There are four types of bonds issued by NABARD. These are NABARD senior secured bond, NABARD junior secured bond, NABARD junior unsecured bond and NABARD Capital Gains Bond.
The NABARD senior secured bond has a maturity of up to 20 years. The NABARD junior unsecured bond has a duration of up to 10 years. These bonds are issued by the National Bank for Agriculture and Rural Development. Unlike the senior secured bond, the junior unsecured bond is not backed by the Government of India.
Compared to private banks, NABARD offers a safer option. It is a government institution and has been given a AAA/Stable rating by CRISIL. It is the highest rating. This indicates that the bonds have the lowest credit risk.
These bonds have a basic exemption limit of INR 72,800. Those who have more than Rs 10 lakh in investment will be offered 0.25 less in coupon rates in each tenure.
The maximum amount of investment that can be made by an individual is Rs 15 lakh. A minor can apply for bonds through his/her guardian. The minimum application size for a retail investor is five bonds.
There are various factors to consider before deciding to invest in tax free bonds. In addition to the coupon rate, a person must also consider the financial goals.
Investing in a health savings account (HSA) is a tax-advantaged way to save for future medical expenses. Money in a HSA grows tax-free, and can be withdrawn tax-free for qualified medical expenses.
Health saving accounts allow you to invest in stocks, bonds, and mutual funds, as well as to make current bill payments. The funds in the HSA can be used to pay for qualified medical expenses, including co-payments, deductibles, and treatment of chronic illness.
The funds in an HSA can also be used to pay for other qualified medical expenses, such as a spouse’s qualified medical expenses. You cannot use a health savings account to pay for non-qualified medical expenses, such as cosmetic surgery.
In order to take a medical deduction, you must itemize your deductions. You must also be able to prove that the expense is not reimbursed or included in your other itemized deductions.
The IRS publishes a list of eligible medical expenses. Some of the items on the list include co-insurance, insurance premiums, and transportation to health care.
Despite the fact that there are a lot of deductible expenses on the list, the IRS does not guarantee that you will be able to deduct each and every expense. If you have substantial medical expenses, however, you may be able to take a tax deduction. You can only claim a tax deduction for medical expenses that exceed a certain percentage of your adjusted gross income. For example, if your income is $100,000, you will be able to claim only $7,500 in deductions.

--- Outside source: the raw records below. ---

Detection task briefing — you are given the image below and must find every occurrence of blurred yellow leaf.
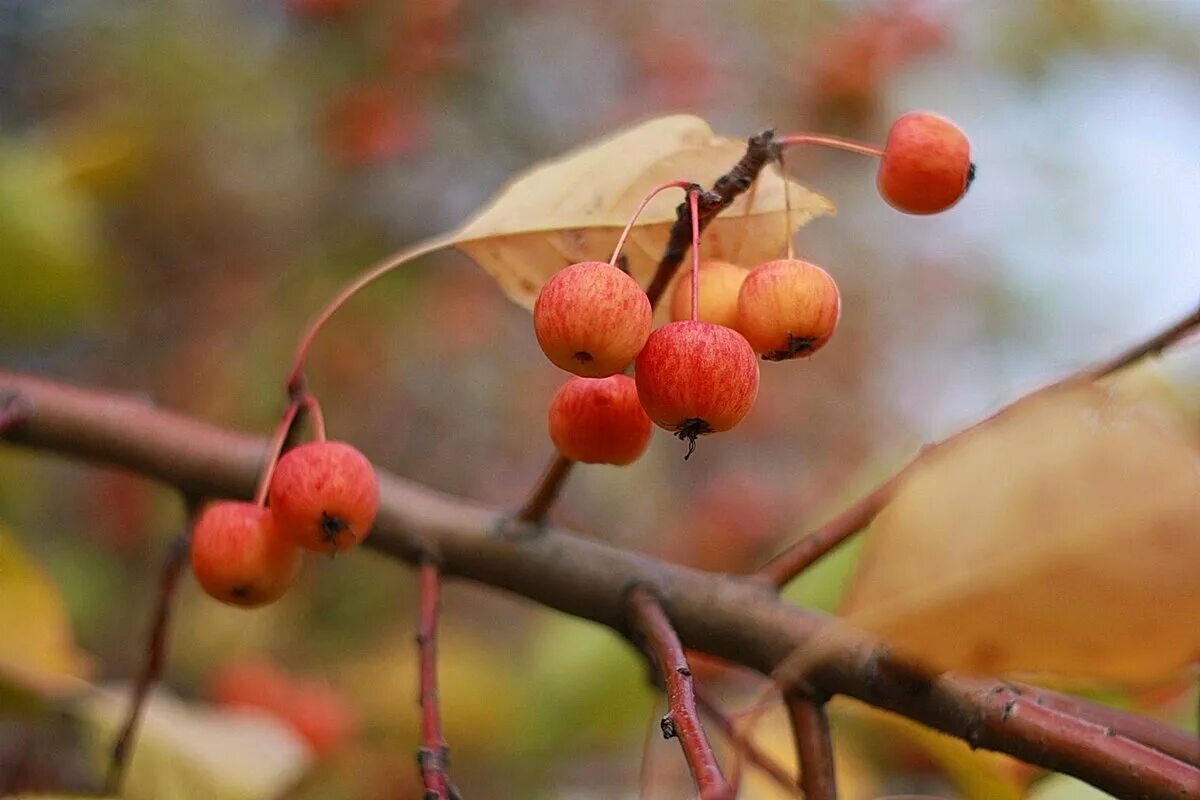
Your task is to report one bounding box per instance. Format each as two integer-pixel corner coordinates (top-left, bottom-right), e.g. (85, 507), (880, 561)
(844, 386), (1200, 682)
(451, 115), (834, 308)
(78, 690), (312, 800)
(829, 697), (1033, 800)
(0, 525), (88, 708)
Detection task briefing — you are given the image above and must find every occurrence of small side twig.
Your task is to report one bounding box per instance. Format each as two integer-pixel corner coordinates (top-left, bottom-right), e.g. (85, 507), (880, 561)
(629, 588), (733, 800)
(692, 686), (800, 794)
(0, 392), (26, 437)
(104, 520), (196, 795)
(787, 693), (838, 800)
(758, 299), (1200, 587)
(416, 561), (461, 800)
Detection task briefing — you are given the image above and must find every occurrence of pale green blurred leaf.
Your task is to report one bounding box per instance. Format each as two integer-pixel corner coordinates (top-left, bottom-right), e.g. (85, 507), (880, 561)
(76, 690), (312, 800)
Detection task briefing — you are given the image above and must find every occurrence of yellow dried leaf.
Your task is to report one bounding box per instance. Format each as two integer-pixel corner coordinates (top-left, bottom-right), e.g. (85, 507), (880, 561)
(844, 386), (1200, 682)
(0, 525), (89, 696)
(450, 115), (834, 308)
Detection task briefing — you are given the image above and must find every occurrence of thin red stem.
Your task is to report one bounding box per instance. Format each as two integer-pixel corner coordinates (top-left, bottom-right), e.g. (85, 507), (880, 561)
(692, 686), (799, 793)
(416, 561), (457, 800)
(787, 696), (838, 800)
(104, 521), (191, 796)
(758, 299), (1200, 587)
(779, 148), (796, 260)
(775, 133), (883, 158)
(287, 236), (451, 396)
(630, 588), (733, 800)
(608, 181), (694, 266)
(254, 398), (300, 506)
(304, 393), (325, 441)
(688, 191), (700, 321)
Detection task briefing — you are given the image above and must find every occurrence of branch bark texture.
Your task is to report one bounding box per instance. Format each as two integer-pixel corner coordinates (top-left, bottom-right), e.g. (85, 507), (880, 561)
(0, 372), (1200, 800)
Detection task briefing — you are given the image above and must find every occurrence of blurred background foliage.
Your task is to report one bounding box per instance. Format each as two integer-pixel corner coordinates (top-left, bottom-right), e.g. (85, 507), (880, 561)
(0, 0), (1200, 800)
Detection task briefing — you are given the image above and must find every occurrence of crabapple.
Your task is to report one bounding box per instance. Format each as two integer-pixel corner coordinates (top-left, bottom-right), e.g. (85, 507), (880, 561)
(671, 261), (750, 329)
(550, 375), (650, 465)
(876, 112), (974, 213)
(533, 261), (650, 378)
(269, 441), (379, 553)
(634, 320), (758, 456)
(192, 500), (300, 608)
(738, 258), (841, 361)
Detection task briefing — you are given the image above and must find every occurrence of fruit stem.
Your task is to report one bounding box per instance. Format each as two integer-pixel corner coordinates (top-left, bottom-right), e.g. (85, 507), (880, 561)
(301, 393), (325, 441)
(287, 235), (454, 397)
(254, 393), (300, 507)
(779, 150), (796, 261)
(775, 133), (883, 158)
(688, 190), (700, 321)
(608, 181), (696, 266)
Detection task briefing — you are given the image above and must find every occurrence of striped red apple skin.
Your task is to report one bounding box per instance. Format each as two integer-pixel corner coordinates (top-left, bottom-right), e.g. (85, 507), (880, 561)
(635, 320), (758, 440)
(533, 261), (652, 378)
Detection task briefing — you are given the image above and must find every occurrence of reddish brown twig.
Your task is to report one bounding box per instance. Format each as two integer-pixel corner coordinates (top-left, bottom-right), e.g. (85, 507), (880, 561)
(787, 694), (838, 800)
(758, 299), (1200, 587)
(416, 561), (458, 800)
(0, 371), (1200, 800)
(0, 392), (25, 437)
(692, 686), (800, 794)
(1012, 684), (1200, 768)
(104, 520), (194, 795)
(629, 588), (733, 800)
(516, 130), (786, 523)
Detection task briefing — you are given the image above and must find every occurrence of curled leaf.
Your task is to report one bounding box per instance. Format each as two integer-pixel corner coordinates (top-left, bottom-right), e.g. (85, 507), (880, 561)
(450, 115), (834, 308)
(842, 386), (1200, 682)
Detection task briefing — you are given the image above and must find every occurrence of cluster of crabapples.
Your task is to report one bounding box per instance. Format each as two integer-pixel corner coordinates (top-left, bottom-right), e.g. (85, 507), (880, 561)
(533, 112), (974, 465)
(192, 440), (379, 608)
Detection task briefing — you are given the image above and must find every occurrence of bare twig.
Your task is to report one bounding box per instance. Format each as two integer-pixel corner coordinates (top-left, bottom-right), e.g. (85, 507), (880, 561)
(516, 130), (778, 523)
(416, 561), (458, 800)
(692, 686), (800, 794)
(629, 588), (733, 800)
(758, 299), (1200, 587)
(1012, 684), (1200, 768)
(104, 520), (196, 795)
(0, 371), (1200, 800)
(787, 694), (838, 800)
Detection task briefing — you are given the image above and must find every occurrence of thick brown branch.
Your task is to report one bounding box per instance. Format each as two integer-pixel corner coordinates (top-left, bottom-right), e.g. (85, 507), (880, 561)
(1012, 684), (1200, 766)
(787, 694), (838, 800)
(758, 299), (1200, 587)
(0, 372), (1200, 800)
(104, 525), (192, 795)
(416, 561), (458, 800)
(629, 587), (733, 800)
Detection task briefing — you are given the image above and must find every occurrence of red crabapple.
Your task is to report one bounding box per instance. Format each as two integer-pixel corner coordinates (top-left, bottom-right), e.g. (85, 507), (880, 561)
(635, 320), (758, 456)
(550, 375), (650, 465)
(269, 441), (379, 553)
(671, 261), (750, 329)
(533, 261), (650, 378)
(192, 500), (300, 608)
(876, 112), (974, 213)
(738, 258), (841, 361)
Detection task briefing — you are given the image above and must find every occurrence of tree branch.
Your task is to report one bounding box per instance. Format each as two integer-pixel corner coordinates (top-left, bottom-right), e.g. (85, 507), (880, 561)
(787, 693), (838, 800)
(104, 525), (194, 795)
(757, 299), (1200, 587)
(629, 587), (733, 800)
(0, 372), (1200, 800)
(416, 561), (458, 800)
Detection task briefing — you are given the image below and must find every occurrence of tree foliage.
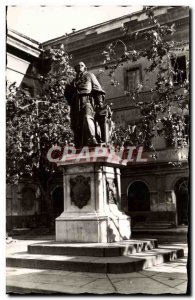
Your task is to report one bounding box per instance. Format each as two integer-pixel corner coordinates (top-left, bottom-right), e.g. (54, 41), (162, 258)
(102, 7), (189, 150)
(6, 45), (74, 188)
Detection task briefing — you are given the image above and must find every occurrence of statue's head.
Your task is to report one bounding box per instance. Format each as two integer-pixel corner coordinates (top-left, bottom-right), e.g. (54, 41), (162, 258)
(74, 61), (87, 73)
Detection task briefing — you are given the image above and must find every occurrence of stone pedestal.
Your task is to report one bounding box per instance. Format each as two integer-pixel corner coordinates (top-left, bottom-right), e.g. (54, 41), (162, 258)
(56, 152), (131, 243)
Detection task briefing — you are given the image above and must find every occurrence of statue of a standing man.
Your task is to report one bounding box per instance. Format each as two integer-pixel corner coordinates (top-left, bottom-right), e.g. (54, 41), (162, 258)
(65, 62), (105, 148)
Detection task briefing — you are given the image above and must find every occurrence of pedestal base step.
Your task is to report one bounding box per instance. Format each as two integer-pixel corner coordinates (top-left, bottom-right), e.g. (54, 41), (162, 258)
(6, 246), (184, 274)
(28, 239), (158, 257)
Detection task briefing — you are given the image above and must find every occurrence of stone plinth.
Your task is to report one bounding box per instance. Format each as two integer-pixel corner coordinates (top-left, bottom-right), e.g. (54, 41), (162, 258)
(56, 153), (131, 243)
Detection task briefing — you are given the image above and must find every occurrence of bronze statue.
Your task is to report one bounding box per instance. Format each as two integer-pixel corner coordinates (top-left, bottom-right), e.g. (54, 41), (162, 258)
(65, 62), (111, 148)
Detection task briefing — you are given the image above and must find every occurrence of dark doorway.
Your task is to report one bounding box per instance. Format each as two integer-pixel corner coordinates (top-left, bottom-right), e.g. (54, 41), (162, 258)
(52, 186), (64, 218)
(128, 181), (150, 212)
(175, 178), (189, 225)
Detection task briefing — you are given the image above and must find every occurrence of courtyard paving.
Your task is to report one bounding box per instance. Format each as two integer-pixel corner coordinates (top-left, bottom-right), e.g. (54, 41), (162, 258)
(6, 239), (188, 295)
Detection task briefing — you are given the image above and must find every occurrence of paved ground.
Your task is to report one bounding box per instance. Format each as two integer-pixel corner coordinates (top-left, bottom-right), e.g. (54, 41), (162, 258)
(6, 238), (187, 295)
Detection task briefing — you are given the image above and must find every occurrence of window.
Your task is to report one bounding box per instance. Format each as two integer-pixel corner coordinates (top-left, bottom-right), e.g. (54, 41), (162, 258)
(171, 55), (187, 84)
(125, 67), (141, 92)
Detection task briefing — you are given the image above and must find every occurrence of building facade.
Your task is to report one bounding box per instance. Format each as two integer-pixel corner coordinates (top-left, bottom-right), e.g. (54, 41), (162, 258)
(7, 7), (189, 231)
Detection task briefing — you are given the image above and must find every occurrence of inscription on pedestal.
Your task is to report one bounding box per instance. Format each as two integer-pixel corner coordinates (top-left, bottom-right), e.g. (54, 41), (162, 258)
(70, 175), (91, 209)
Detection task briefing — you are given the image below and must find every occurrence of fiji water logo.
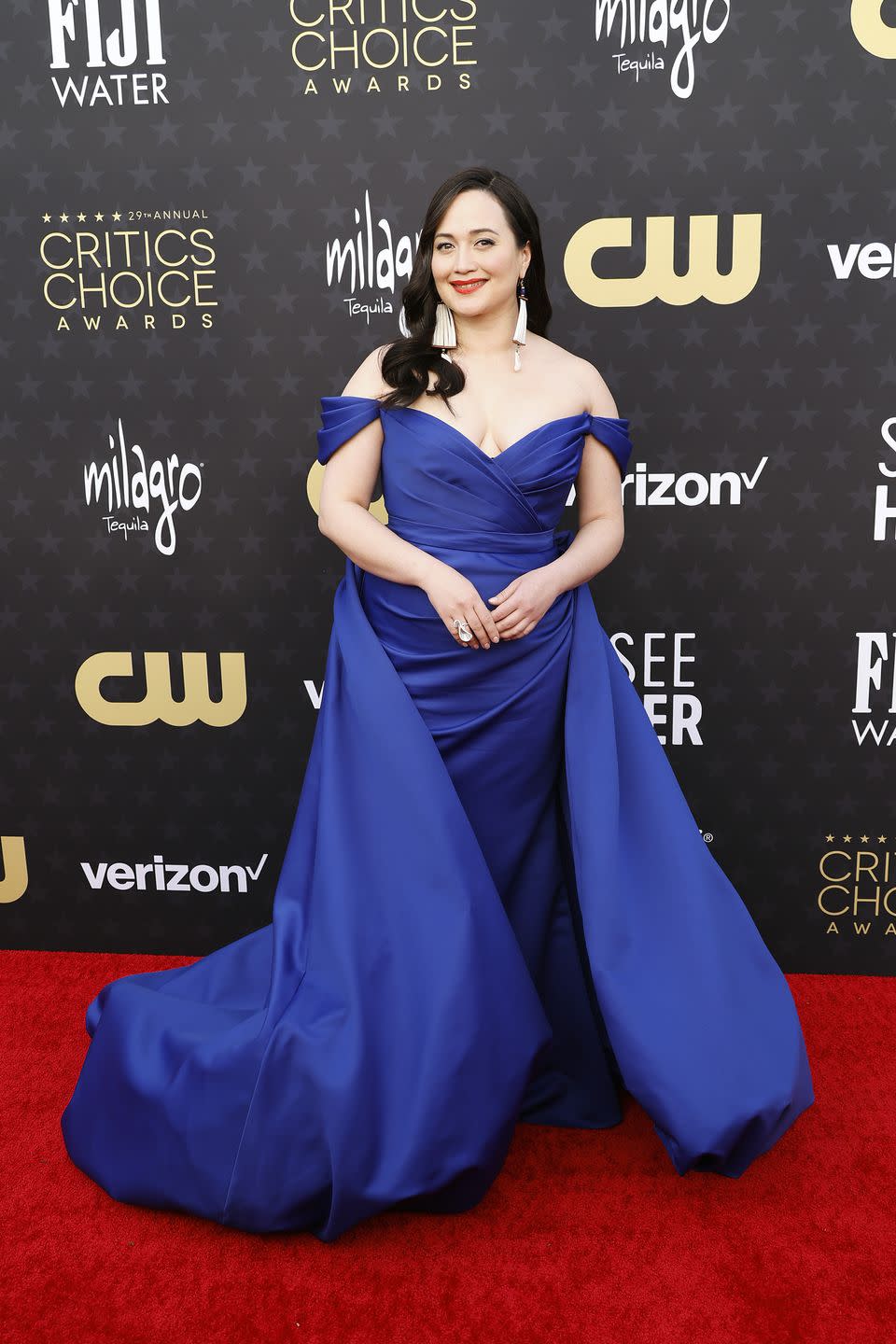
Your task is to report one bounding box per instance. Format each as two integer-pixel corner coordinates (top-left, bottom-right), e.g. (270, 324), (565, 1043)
(83, 416), (205, 555)
(46, 0), (169, 107)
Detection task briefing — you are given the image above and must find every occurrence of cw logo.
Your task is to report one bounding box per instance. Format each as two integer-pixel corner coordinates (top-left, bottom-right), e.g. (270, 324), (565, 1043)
(849, 0), (896, 61)
(563, 215), (762, 308)
(76, 651), (245, 728)
(0, 836), (28, 904)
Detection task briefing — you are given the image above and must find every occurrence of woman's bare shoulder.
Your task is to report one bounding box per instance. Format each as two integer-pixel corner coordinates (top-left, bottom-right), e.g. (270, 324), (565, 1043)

Other medical expenses that are not eligible for a tax deduction include cosmetic surgery, nicotine patches, toiletries, dental work, and non-prescription medications. For more information, visit the IRS website.
If you are a self-employed individual, you can qualify for a tax deduction for your medical expenses. The amount of your deduction will depend on your income and the number of itemized deductions you are claiming.
In addition, you can save on your medical expenses by making contributions to a health savings account (HSA). These contributions are tax-deductible. You can use the funds in the HSA to pay for qualified medical expenses, including deductibles, treatment of chronic illness, and medical conferences.